Les interventions ont souligné l’implication des chrétiens engagés dans le christianisme social au sein des lieux d’actions communautaires autonomes, mais aussi leur invisibilisation progressive après la Révolution tranquille.
L’après-midi s’est ouvert sur une discussion avec sœur Nicole Riberdy, Danielle Forest et Dominique Laperle autour du livre Sur les traces d’Amélie. L’ouvrage autoédité par Martine D’Amours expose l’oeuvre de Amélie Fristel, fondatrice des Sœurs des Saints-Coeurs-de-Jésus-et-de-Marie. Il s’agit d’un exemple concret de transmission intentionnelle de l’histoire et du charisme d’une congrégation religieuse à des laïques. Sœur Riberdy a ainsi expliqué : «L’exemple d’Amélie nous pousse à prendre des décisions audacieuses. Après le dernier chapitre général, nous avons accepté de continuer à marcher vers l’accomplissement, ce qui veut dire disparaître comme congrégation. Mais l’accomplissement est une transformation, et on est responsable de voir comment le charisme va continuer, ce qui nous a amenés dans un processus de réflexion et de transmission.» Le travail collectif des sœurs, entre elles puis avec d’autres, ainsi que la transmission du charisme, constituent, selon M. Laperle, des pistes dont les développements seront à suivre.

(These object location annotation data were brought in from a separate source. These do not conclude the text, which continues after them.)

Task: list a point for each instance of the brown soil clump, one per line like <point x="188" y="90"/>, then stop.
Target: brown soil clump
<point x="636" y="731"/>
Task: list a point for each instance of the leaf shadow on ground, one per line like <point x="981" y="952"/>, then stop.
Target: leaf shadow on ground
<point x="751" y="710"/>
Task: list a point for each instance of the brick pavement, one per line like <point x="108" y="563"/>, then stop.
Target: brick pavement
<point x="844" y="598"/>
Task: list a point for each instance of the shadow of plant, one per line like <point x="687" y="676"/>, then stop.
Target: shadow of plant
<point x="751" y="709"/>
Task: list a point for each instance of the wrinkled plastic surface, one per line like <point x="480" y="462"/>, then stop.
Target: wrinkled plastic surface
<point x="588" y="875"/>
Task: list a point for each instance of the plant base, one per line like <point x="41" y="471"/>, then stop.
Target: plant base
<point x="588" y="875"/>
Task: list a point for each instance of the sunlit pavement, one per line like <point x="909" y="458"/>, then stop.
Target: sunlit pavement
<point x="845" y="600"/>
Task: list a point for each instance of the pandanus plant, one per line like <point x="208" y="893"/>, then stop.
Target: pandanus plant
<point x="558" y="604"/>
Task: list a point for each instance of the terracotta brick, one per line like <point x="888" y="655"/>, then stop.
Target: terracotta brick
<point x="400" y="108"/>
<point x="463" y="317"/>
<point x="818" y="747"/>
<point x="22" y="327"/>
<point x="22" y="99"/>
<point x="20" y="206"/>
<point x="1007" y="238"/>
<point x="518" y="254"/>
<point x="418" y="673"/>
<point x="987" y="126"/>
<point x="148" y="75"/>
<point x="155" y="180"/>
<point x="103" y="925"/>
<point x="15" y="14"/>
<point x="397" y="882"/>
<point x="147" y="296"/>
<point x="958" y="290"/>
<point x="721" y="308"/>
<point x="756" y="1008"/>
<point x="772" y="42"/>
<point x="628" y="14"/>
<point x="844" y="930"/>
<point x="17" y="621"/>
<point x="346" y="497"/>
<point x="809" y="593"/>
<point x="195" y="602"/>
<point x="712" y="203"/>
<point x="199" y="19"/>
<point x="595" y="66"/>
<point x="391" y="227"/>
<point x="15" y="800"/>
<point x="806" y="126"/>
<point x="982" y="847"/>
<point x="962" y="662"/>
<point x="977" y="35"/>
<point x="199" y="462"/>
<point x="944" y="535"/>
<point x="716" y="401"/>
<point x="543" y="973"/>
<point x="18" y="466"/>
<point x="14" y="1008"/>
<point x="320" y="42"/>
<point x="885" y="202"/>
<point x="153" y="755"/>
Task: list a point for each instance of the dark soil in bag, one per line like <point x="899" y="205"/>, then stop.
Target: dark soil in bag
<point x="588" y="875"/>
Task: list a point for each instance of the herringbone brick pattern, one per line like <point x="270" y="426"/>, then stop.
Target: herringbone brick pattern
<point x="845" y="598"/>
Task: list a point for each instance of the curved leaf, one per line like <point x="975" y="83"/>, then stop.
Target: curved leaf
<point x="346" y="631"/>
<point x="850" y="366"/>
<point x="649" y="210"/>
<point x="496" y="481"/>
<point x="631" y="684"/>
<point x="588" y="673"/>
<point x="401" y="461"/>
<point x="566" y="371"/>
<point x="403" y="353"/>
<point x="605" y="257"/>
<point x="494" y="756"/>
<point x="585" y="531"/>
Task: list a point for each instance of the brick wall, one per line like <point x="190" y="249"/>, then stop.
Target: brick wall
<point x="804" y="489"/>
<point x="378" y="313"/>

Le dernier panel a donné la parole à des intervenants issus d’autres milieux. Mercédez Roberge, travailleuse du milieu communautaire autonome et militante, a parlé des liens changeant entre les mouvements communautaires autonomes et les organisations religieuses, façonnés notamment par l’actualité, de la pandémie aux initiatives gouvernementales en matière de laïcité «plutôt intégristes». Les événements comme le colloque sont alors particulièrement importants, car ils permettent aux communautés et au milieu communautaire «de s’expliquer et de se re-présenter».
«Il faut bâtir des communautés locales résilientes pour contrer l’extrémisme et l’isolation», a terminé Graham Singh. Le fondateur de l’organisme Relèven a ainsi parlé de la transmission du patrimoine bâti religieux pour des projets communautaires, une question qui se pose avec urgence au Québec.
Au-delà du colloque
L’une des forces de ce colloque a été de rassembler des personnes de milieux et de générations différents, qui ont pu réagir à partir de leur propre vécu et mettre en évidence la porosité entre les milieux représentés. Plusieurs des personnes mises de l’avant dans les présentations, notamment des religieuses, étaient ainsi présentes dans la salle. «Elles ne sont pas dans les archives», comme l’a souligné M. Greason.
Plus largement, la journée a mis en lumière l’importance de transmettre l’histoire des congrégations et de mieux faire circuler ces enjeux. Ces échanges ont permis de lever certains angles morts, puisque, comme l’a souligné Mme Garant, tout le monde n’a pas accès aux mêmes réseaux. Reste à voir comment l’appel à diffuser les histoires entendues au cours de la journée se traduira concrètement.